Read these Top Trending Data Science Interview Q’s blog now that helps you grab high-paying jobs!
Step 1: Download and Install VirtualBox
Open https://www.virtualbox.org/wiki/Downloads and download the VirtualBox binaries according to your operating system. Then open the binary and follow the instructions.
Step 2: Download and Install Vagrant
Open http://www.vagrantup.com/downloads.html and download the VirtualBox binaries according to your operating system. Then open the binary and follow the instructions.
Step 3: Download and Start the Data Science Toolbox
Open a terminal (known as command prompt in windows) and then create a directory, like IntellipaatDataScienceToolbox, and navigate to it by typing:
$ mkdir IntellipaatDataScienceToolbox $ cd IntellipaatDataScienceToolbox
To initialize data science toolbox run following command:
$ vagrant init data-science-toolbox/data-science-at-the-command-line
It creates a file named Vagrantfile. It is a configuration file that tells Vagrant how to launch the virtual machine.
Example: Minimal configuration for Vagrant
Vagrant.configure(2) do |config| config.vm.box = "data-science-toolbox/data-science-at-the-command-line" end
Run the following command to boot and download the Data Science Toolbox:
$ vagrant up
If you observe the message default: Warning: Connection time out. Retrying… printed repeatedly, then it possibly that the virtual machine is waiting for input. It happens when virtual machine is not correctly shut down.
To find out what’s incorrect then add the below lines to Vagrantfile before the last end statement:
config.vm.provider "virtualbox" do |vb| vb.gui = true end
It shows a screen. Once the virtual machine has booted and problem is recognized then you can remove these lines from Vagrantfile. The username and password to log in is both vagrant.

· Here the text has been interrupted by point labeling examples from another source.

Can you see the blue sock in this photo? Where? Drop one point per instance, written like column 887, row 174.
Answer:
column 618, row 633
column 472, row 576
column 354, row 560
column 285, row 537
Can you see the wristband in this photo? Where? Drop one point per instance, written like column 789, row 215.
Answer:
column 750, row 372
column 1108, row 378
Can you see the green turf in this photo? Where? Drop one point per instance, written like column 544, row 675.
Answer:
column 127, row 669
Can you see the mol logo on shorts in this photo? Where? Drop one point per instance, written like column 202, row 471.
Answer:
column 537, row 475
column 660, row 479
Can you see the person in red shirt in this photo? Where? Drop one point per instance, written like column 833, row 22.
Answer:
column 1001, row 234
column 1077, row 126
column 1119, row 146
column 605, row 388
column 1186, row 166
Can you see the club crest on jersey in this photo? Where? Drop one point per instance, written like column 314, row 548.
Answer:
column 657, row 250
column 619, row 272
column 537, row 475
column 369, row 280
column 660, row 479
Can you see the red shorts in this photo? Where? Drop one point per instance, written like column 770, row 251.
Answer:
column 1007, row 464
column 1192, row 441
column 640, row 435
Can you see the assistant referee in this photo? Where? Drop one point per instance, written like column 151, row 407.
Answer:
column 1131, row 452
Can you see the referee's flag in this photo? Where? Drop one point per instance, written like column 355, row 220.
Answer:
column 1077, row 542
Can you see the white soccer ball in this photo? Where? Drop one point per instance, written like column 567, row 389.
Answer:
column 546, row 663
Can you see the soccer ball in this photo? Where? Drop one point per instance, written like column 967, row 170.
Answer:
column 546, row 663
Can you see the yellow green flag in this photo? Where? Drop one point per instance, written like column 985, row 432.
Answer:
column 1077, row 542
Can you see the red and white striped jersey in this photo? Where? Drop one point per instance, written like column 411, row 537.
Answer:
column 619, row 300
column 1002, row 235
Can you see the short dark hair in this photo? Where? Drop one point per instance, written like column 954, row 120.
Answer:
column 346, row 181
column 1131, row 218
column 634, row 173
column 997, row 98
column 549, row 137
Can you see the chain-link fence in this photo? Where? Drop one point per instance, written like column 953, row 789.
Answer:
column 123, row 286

Example: Configuring Vagrant
Vagrant.require_version ">= 1.5.0" (1) Vagrant.configure(2) do |config| config.vm.box = "data-science-toolbox/data-science-at-the-command-line" config.vm.network "forwarded_port", guest: 8000, host: 8000 (2) config.vm.provider "virtualbox" do |vb| vb.gui = true (3) vb.memory = 2048 (4) vb.cpus = 2 (5) end end
(1)Require at least version 1.5.0 of Vagrant.
(2)Forward port 8000.
(3)Launch a graphical user interface.
(4)Use 2 GB of memory.
(5)Use 2 CPUs.
Step 4: Log in (on Mac OS X and Linux)
If your operating system is Linux or Mac then you can login into data science toolbox by running following command:
$ vagrant ssh
Step 5: Log in (on Windows)
If you are using windows then you need to either run Vagrant with a GUI (In step 2) or use a third party application to log in to the Data Science Toolbox. To login into data science toolbox you can use putty as a third party application.
Open http://www.putty.org/ after this run putty and enter following information:
- Host Name (or IP address): 127.0.0.1
- Port: 2222
- Connection type: SSH
You can save these values by using save button so there is no need to enter these values again and then click to open button and enter vagrant as username and password.
Step 5: Shut Down or Start Anew
To shut down data science toolbox run below command from same directory as you ran vagrant up:
$ vagrant halt
If you want to get rid of the Data Science Toolbox and start over, you can run following command:
$ vagrant destroy
And then return to Step 3 to set up the Data Science Toolbox again.